An ancient tree-fruit (albeit biologically categorized as a legume related to peas), which has been uninterruptedly cultivated for thousands of years around the Mediterranean (Greece, Spain, Italy), in the Middle East (Egypt, Israel) and later in other warm climates to which it was brought by merchants and travelers—such as South America, Mexico, South Africa, Australia and, in the 19th century, to California, USA—where it still thrives.
- Since the carob seeds tend to be of an almost uniform size and weight, they are said to have been used in ancient
times by jewelers as the original
“carat” with which they gauged precious stones and metals.
- According to some sources, the carob pods grow on an “evergreen flowering shrub,” although other botanical sources depict and call it a tree.
- The sweet pulp of the (dried, often roasted) carob pod is a traditional addition to Jewish holiday feasts. Probably because in Jewish Biblical lore, it is associated with the “manna” that fed the Hebrew tribes during their 40 years of desert wanderings, in search of the Promised Land.
- Opera singers and other singing professionals have for centuries been chewing the un-husked pulp of carob pods to help clear their throats and voices before performances.
- Because of its versatility as an emulsifier, wood-substitute, antioxidant and more, carob is used not only in foods, but in various industrial and beauty products.
- Substitute carob powder for chocolate recipes such as baked desserts for lower calories and less need for added sugar.
- Smoothies made with carob chips, almond or cashew milk (or fruit juice), cinnamon or vanilla, satisfy and nourish those with gluten and lactose sensitivity.
- Sprinkle carob chips on cereal, fruit bowl or non-dairy frozen dessert for added treat.
- Carob is an excellent substitute for chocolate in a hot drink made with a small amount of boiling water to dissolve the carob chips or carob flour/powder and almond milk. Adding cinnamon or vanilla to this “fake hot chocolate” can make this drink taste even more exotic.
- Add carob chips to homemade Trail Mix.
- Make pancakes by substituting carob flour for regular flour, without sugar but with added olive oil or butter. Fresh fruit topping adds an extra healthy and flavorful kick.
- Carob Balls need no baking and tend to be kids favorite ‘cooking’ experiments for kids. Create your own recipe with carob powder or flour, almond butter and instant oatmeal made dense (with little water), blended, rolled in crushed nuts and cooled.
Carob Bars Recipe:
- 4 cups quick cook oats
- 1/3 avocado oil (canola or sesame oil work, too)
- ½ teaspoon liquid vanilla extract
- 1 cup carob chips
- ½ cup finely chopped nuts (almond, walnuts, etc.)
- Add small amounts of almond milk if or as needed when it’s time to blend the ingredients.

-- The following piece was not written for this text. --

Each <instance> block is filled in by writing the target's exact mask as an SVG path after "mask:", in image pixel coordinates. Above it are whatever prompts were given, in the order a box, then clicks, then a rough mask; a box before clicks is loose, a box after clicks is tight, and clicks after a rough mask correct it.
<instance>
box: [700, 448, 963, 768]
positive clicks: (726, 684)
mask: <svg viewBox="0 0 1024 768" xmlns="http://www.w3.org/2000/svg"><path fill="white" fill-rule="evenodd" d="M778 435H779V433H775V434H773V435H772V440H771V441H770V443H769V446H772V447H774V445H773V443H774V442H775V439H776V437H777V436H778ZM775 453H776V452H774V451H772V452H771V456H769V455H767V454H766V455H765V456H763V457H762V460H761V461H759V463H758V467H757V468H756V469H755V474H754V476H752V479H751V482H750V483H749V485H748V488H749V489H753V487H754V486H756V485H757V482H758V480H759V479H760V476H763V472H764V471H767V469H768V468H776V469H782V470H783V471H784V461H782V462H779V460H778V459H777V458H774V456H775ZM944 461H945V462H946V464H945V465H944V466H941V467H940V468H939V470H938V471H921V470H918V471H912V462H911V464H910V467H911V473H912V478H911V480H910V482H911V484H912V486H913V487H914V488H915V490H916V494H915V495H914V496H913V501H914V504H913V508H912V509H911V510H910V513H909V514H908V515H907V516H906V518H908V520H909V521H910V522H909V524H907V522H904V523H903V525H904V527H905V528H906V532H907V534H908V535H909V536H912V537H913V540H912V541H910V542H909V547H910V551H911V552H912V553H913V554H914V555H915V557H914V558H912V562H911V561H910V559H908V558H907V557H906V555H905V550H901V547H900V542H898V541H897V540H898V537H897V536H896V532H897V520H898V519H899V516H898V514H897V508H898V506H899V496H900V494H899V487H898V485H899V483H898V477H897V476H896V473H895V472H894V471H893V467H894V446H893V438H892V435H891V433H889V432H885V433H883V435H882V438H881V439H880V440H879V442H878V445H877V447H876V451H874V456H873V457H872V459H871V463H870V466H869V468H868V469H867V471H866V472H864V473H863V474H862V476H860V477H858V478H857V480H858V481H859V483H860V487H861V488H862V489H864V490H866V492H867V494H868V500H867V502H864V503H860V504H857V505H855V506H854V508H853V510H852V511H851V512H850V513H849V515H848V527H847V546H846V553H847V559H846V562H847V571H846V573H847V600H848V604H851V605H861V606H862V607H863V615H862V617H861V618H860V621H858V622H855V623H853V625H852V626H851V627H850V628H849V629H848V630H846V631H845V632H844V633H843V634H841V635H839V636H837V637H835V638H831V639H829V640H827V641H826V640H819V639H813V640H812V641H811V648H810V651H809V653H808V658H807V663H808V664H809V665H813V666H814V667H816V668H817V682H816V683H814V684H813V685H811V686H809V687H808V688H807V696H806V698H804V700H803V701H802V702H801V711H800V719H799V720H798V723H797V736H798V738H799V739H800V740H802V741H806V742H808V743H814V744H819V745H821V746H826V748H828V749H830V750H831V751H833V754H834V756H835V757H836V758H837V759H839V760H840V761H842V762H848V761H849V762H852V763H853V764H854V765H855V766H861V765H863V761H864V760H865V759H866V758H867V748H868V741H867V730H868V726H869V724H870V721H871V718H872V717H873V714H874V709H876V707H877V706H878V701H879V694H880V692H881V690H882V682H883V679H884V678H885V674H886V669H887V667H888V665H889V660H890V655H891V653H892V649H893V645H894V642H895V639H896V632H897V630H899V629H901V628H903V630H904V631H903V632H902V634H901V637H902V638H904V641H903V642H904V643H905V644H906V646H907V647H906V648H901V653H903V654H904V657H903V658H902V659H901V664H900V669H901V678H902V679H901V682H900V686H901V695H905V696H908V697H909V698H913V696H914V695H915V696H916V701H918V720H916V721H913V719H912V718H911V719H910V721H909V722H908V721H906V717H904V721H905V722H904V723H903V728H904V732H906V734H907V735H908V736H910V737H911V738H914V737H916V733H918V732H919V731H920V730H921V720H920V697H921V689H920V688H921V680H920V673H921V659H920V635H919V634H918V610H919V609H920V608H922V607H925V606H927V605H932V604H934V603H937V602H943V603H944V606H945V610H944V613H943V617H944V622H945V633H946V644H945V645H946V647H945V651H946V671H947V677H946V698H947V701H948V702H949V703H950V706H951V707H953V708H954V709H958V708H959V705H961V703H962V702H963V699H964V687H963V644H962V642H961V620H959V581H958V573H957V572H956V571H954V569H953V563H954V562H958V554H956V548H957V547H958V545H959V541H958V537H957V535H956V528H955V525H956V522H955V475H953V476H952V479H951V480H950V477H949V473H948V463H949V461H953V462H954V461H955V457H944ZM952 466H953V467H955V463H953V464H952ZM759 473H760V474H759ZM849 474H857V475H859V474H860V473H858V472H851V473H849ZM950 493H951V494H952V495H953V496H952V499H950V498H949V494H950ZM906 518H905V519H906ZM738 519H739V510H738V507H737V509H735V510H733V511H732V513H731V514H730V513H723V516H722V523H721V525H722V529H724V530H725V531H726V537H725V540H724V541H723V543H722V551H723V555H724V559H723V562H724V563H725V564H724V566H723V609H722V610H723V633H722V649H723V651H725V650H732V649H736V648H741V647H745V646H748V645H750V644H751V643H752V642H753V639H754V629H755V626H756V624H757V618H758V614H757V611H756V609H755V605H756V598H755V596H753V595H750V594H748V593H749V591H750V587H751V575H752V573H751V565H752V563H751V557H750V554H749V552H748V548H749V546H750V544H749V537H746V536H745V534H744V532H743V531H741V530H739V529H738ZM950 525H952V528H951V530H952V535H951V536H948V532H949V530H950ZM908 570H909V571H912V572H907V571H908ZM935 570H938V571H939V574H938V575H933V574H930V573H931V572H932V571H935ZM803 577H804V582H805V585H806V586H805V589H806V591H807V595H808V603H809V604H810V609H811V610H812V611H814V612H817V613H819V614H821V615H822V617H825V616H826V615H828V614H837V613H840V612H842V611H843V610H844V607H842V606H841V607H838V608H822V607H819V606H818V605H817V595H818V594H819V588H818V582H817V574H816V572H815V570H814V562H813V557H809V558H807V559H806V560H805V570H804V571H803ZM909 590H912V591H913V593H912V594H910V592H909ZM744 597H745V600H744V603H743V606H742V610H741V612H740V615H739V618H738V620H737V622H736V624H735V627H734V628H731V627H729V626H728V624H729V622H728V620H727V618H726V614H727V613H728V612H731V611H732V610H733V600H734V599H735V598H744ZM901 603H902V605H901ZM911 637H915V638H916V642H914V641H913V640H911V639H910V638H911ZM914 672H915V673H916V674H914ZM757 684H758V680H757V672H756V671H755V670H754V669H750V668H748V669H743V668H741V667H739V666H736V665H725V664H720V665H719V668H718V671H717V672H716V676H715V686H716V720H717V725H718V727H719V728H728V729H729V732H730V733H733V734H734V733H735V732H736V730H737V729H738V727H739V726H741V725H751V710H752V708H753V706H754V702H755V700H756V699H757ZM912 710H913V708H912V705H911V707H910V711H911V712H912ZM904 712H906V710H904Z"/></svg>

Preheat oven to 350 degrees F. Mix ingredients well. Oil or butter a baking sheet of appropriate size. Spread the mix on the sheet, pressing down hard to compact it. Bake for 25 to 30 minutes or until golden brown and of the consistency you desire. Cool completely, then cut into bars.
Nutritional Information: When cut into 4” x 2” bars, each would contain approximately 250 calories, with less than half from fat; 0 cholesterol (unless butter is used); negligible sodium; 35 grams of carbohydrates (of which 3 grams are dietary fiber and 14 grams are the carob’s natural sugar); and 4 grams of protein. This healthy dessert is also dairy-free and vegan (without the butter). This is one of the best healthy dessert recipes using carob which is sugar-free, vegan and dairy free.